Feral cats have been identified as the main culprit behind Australia’s high rate of mammal extinction, with more than 10 percent of species wiped out since Europeans settled here two centuries ago.
Environment Minister Greg Hunt has said the advice he has received is that the cats number 20 million across the country and devour countless native animals every night.
“They are tsunamis of violence and death for Australia’s native species,” he told the Australian Broadcasting Corporation last week.
Hunt said a target of eradicating two million feral cats had been set for 2020, in addition to creating feral-free enclosures to aid the recovery of birds and mammals among other measures.
The government has stressed the eradication of cats will be carried out humanely, but Bardot urged the government to reconsider the plan which she said was “appalling” to the international community.
“This animal genocide is inhumane and ridiculous.
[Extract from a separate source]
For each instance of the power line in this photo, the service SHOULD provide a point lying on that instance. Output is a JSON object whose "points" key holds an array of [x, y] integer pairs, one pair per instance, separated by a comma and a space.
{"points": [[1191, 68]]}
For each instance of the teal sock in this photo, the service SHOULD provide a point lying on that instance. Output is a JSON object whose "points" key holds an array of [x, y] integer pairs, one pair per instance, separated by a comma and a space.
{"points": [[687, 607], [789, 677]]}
In addition to being cruel, killing these cats is absolutely useless since the rest of them will keep breeding,” she said in the English translation of the open letter to Hunt.
Bardot, who said the money set aside to destroy the animals would be better spent on setting up a large-scale sterilization campaign, said Australia’s public image was being hurt by its culling of animals.
Earlier this year officials said that close to 700 koalas had been killed in southeastern Australia because overpopulation led to the animals starving, while feral camels and wild horses have been culled in the Outback to stop them destroying land.
“Your country is sullied by the blood of millions of innocent animals so please, don’t add cats to this morbid record,” Bardot wrote.
People for the Ethical Treatment of Animals said that the culling of animals had been proven in the past to be ineffective and called on the government to look for long-term, non-lethal solutions including suppressing the cats’ fertility.